Background: I'm analyzing operating times for "gadget". At some moments the operation times are very high (emergency situation), so the data has a lot of outliers:

I have eliminated outliers using modified Z-score like so (tools used: IPython/Scipy):
m = s2['time'].median()
s2['madbase'] = abs(s2['time'] - m)
mad = s2['madbase'].median()
s2['modzscore'] = 0.6745 * (s2['time'] - m)/mad
s3 = s2[s2['modzscore'] < 3.5]
from scipy.stats.morestats import probplot
probplot(s3['time'], plot=matplotlib.pyplot)
The probability plot for data w/o outliers looks like this then:

So this does not look very much like normal distribution, but.. r squared is close to 1, so the fit should be good?
Can I reliably interpret this data (with outliers eliminated) as data having normal distribution?
(Note: I'm a programmer and my memory of univ-time statistics course is rather hazy... I have used NIST materials as basis for outlier elimination, if I used it in a wrong way / I should have used some other technique pls explain)
Update: I used probplot function from scipy.morestats package:
https://github.com/scipy/scipy/blob/master/scipy/stats/morestats.py#L296
Y axis for "no outliers" (2nd graph) are operating times (values).

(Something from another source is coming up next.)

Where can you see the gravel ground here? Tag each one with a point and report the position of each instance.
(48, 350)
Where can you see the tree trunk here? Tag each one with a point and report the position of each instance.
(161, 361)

X axis seem calculated by probplot are quantiles (so it's not even typical QQ or PP plot).
I've done this mostly bc this page recommends doing this as a test:
http://www.itl.nist.gov/div898/handbook/eda/section3/probplot.htm
You have produced a normal QQ-plot, which should plot as a straight line if your data were in fact normal. Your data definitely does NOT fall on a straight line, despite the large $R^2$ value (now you know a weakness of that measure of fit). This data is decidedly non-normal, so using a normal distribution would lead to incorrect or innacurate inferences. Even without outliers, your data exhibit excessive right skew compared to a normal distribution. The modified data also appear to be relatively light-tailed (less probability in the extremes) than a normal distribution. Here are some suggestions:
You can evaluate most distributional fits using QQ-plots for different distributions (check your software documentation to see what QQ plots are avaialble or probability plots) and see which gives the most linear relationship.
Once you have a satisfactory model (i.e, it captures the KEY features you care about...in your case, I'd guess it's the propensity for outliers and so you would want to have a distribution with relatively high Kurtosis (>3) or excess kurtosis (>0), if your data has such a high kurtosis). Now, you can use your fitted model to make inferences, do Monte Carlo simulations, or whatever else you want to analyze.